JANUARY 31, 2018  —  By Sarah Jewel  
Sarah Jewel

Sarah Jewel

Animal and pizza lover with an Internet addiction. Nerd to the max. Currently residing in the land of beautiful winters.

So many look forward to their retirement.

After working hard your whole life, you've earned it. You've finally reached those twilight years and you can spend them however you want to. Just because you can loaf around and catch up on all the TV you've missed doesn't mean you should, though.

A recent study has shown that retirement can have a dramatic impact on one of the most important parts of the body -- the brain. What that means for you is important information.

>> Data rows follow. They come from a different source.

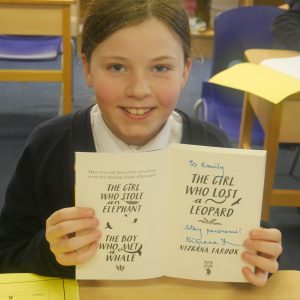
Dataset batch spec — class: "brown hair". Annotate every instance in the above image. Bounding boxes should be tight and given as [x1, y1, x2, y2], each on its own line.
[81, 0, 191, 62]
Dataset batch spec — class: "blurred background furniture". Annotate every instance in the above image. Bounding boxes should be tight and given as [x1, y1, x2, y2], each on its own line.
[0, 0, 74, 114]
[194, 6, 282, 145]
[240, 49, 300, 220]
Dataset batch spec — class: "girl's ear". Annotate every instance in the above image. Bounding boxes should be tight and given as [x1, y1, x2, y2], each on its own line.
[181, 58, 192, 88]
[81, 54, 94, 87]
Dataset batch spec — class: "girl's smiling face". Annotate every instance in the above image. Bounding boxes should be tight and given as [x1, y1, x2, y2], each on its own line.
[83, 18, 191, 145]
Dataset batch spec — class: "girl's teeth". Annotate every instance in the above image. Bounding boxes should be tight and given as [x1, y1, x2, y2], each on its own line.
[125, 108, 150, 116]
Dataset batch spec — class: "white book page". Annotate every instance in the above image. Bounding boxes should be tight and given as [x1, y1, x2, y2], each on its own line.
[166, 145, 265, 282]
[75, 151, 166, 279]
[260, 55, 300, 80]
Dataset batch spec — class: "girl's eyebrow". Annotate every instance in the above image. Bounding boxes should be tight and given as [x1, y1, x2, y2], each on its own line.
[100, 55, 176, 62]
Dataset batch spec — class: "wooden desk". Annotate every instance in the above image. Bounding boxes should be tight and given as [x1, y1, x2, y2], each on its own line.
[0, 0, 74, 113]
[79, 271, 300, 300]
[240, 49, 300, 220]
[191, 28, 214, 59]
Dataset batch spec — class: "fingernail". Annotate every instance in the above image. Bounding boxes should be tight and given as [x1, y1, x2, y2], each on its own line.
[244, 240, 251, 247]
[85, 208, 94, 217]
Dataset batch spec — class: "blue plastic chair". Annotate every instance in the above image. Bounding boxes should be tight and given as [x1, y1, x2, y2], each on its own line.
[194, 6, 282, 145]
[0, 35, 62, 60]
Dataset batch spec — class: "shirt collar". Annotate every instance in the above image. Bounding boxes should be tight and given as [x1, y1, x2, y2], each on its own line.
[90, 105, 182, 153]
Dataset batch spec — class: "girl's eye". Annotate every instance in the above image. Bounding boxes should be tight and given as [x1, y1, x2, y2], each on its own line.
[108, 64, 125, 72]
[154, 65, 170, 72]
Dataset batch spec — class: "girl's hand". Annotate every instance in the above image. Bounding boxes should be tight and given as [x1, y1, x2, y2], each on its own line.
[242, 228, 282, 286]
[46, 207, 101, 266]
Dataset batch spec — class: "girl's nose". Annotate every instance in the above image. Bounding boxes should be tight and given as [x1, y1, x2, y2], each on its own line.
[126, 74, 152, 99]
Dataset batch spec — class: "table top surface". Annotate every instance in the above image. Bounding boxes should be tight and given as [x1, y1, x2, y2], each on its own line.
[245, 49, 300, 64]
[79, 271, 300, 300]
[0, 0, 75, 5]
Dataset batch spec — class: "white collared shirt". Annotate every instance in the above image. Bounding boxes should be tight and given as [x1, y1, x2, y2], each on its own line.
[90, 104, 182, 153]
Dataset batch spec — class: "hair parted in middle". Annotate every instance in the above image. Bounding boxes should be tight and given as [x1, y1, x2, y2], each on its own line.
[81, 0, 191, 62]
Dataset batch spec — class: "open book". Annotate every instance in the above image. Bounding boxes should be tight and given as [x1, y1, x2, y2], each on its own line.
[75, 144, 265, 282]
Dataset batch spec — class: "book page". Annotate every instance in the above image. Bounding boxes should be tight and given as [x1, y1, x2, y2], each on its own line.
[0, 273, 79, 300]
[166, 145, 265, 282]
[75, 150, 166, 279]
[260, 56, 300, 80]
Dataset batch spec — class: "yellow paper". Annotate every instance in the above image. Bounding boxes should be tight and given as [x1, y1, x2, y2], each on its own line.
[209, 63, 300, 104]
[0, 273, 79, 300]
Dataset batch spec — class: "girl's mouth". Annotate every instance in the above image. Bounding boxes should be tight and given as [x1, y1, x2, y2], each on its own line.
[123, 107, 152, 116]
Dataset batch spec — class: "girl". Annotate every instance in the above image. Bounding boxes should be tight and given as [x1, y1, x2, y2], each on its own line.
[0, 0, 281, 285]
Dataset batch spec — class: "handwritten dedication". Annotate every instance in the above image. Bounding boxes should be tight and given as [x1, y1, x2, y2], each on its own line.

A study at University College London found that people, across all paygrades, started seeing a decline in cognitive function when they retired.

Participants' short term verbal memory dropped by about 38 percent faster when they stopped working.

"It makes it more likely that dementia will set in earlier,” Professor Cary Cooper, an expert in organizational psychology, told The Telegraph. “We know the more cognitively active you are the more it offsets the risk of dementia."

He continued, " I'm not talking about doing Sudoku but doing something completely different from your job – so if you worked in the civil service all your life, why not go and help out in a hospital or teach? The most important thing is to interact with people.”

Essentially, doing challenging activities and interacting with others is one of the only ways to stay mentally healthy for longer, even after retirement.

(via IFL Science)

That's right: just because you're retired that doesn't mean you're off the hook completely. Learning something new or helping others can be rewarding at any stage of life, and once you stop working, it's actually time to kick into high gear.